CP-690,550, an oral inhibitor of Janus kinase 3 (JAK-3), is safe and efficacious when used in combination with methotrexate in patients with rheumatoid arthritis (RA) who have had an inadequate response to methotrexate alone, according to findings from a double-blind, Phase IIb, dose-finding study.

JAK-3 is a tyrosine kinase essential for proper signal transduction downstream of selected cytokine receptors and for robust T-cell and natural killer cell activation and function. Inhibition of JAK-3 with CP-690,550 has been shown to inhibit acute rejection in primate recipients of kidney allografts, the study authors noted.

In the trial, 509 patients with active RA and an inadequate response to methotrexate were randomized to receive CP-690,550 1 mg, 3 mg, 5 mg, 10 mg, or 15 mg twice daily; CP-690,550 20 mg once daily; or placebo in combination with methotrexate for 6 months. The patients who received twice-daily treatment with CP-690,550 1 mg or 3 mg, those who received 20 mg once daily, and those who received placebo who did not achieve >20% reduction from baseline in swollen and tender joint counts at week 12 were reassigned to treatment with CP-690,550 5 mg twice daily for the remainder of the study.

The primary outcome measure was the American College of Rheumatology (ACR) response rate at week 12. Efficacy data were assessed through week 12 and safety data were examined through week 24.

At 12 weeks, ACR20 response rates in all CP-690,550 dose groups were significantly better than the response rate in the placebo group was (P<.05 for each). The ACR50 response rates at week 12 were significantly greater in the 5 mg twice-daily (37%, P<.05), 20 mg once-daily (36%, P<.05), and 15 mg twice-daily (47%, P<.0001) groups than in the placebo group.

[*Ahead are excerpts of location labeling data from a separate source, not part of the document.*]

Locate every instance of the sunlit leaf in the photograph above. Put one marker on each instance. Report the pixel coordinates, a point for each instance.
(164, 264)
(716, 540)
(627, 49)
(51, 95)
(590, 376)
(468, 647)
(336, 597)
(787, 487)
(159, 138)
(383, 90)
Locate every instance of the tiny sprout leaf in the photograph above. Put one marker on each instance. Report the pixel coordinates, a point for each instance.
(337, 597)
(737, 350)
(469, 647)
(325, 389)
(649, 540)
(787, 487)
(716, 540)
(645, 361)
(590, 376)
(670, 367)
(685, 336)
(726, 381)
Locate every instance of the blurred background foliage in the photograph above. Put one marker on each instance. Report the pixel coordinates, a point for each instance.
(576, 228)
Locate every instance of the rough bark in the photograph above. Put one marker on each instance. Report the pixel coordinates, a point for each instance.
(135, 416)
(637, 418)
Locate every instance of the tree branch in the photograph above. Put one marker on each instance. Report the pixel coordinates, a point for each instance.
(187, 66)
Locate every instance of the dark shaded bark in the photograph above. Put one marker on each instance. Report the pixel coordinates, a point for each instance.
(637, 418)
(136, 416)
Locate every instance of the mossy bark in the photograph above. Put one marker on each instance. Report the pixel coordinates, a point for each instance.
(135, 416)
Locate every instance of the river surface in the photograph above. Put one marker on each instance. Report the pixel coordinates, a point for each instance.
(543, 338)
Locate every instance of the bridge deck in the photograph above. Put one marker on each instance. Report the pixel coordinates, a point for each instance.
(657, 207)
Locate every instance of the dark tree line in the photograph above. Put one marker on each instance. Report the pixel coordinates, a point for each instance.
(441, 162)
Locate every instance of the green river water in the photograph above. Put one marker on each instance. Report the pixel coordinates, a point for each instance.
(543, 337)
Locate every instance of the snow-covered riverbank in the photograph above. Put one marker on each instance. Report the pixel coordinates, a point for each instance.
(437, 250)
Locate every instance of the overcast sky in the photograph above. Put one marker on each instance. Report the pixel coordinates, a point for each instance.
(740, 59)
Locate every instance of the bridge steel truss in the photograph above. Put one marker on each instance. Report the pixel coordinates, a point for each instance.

Additionally, the Health Assessment Questionnaire Disability Index (HAQ-DI) response rates at week 12 were significantly greater in all CP-690,550 dose groups than in the placebo group (P<.05 for each). The Disease Activity Score 28 (DAS28) response rates at week 12 were significantly greater in the 3 mg twice-daily (32%, P<.05), 10 mg twice-daily (30%, P<.05), 20 mg once-daily (25%, P<.05), and 15 mg twice-daily (38%, P<.0001) groups than in the placebo group.

The most frequently reported treatment-related adverse events were nausea (2.4%), headache (2.2%), and increased alanine aminotransferase (2.0%). Dose-dependent increases in high-density lipoprotein cholesterol, low-density lipoprotein cholesterol, and total cholesterol were observed and appeared to plateau between weeks 6 and 12.

"Doses of CP-690,355 3 mg [twice daily] and higher were efficacious versus placebo," the study authors wrote. "A range of doses appears suitable to evaluate further in Phase 3 studies." (Kremer J, et al. Late-Breaking Abstract 13.)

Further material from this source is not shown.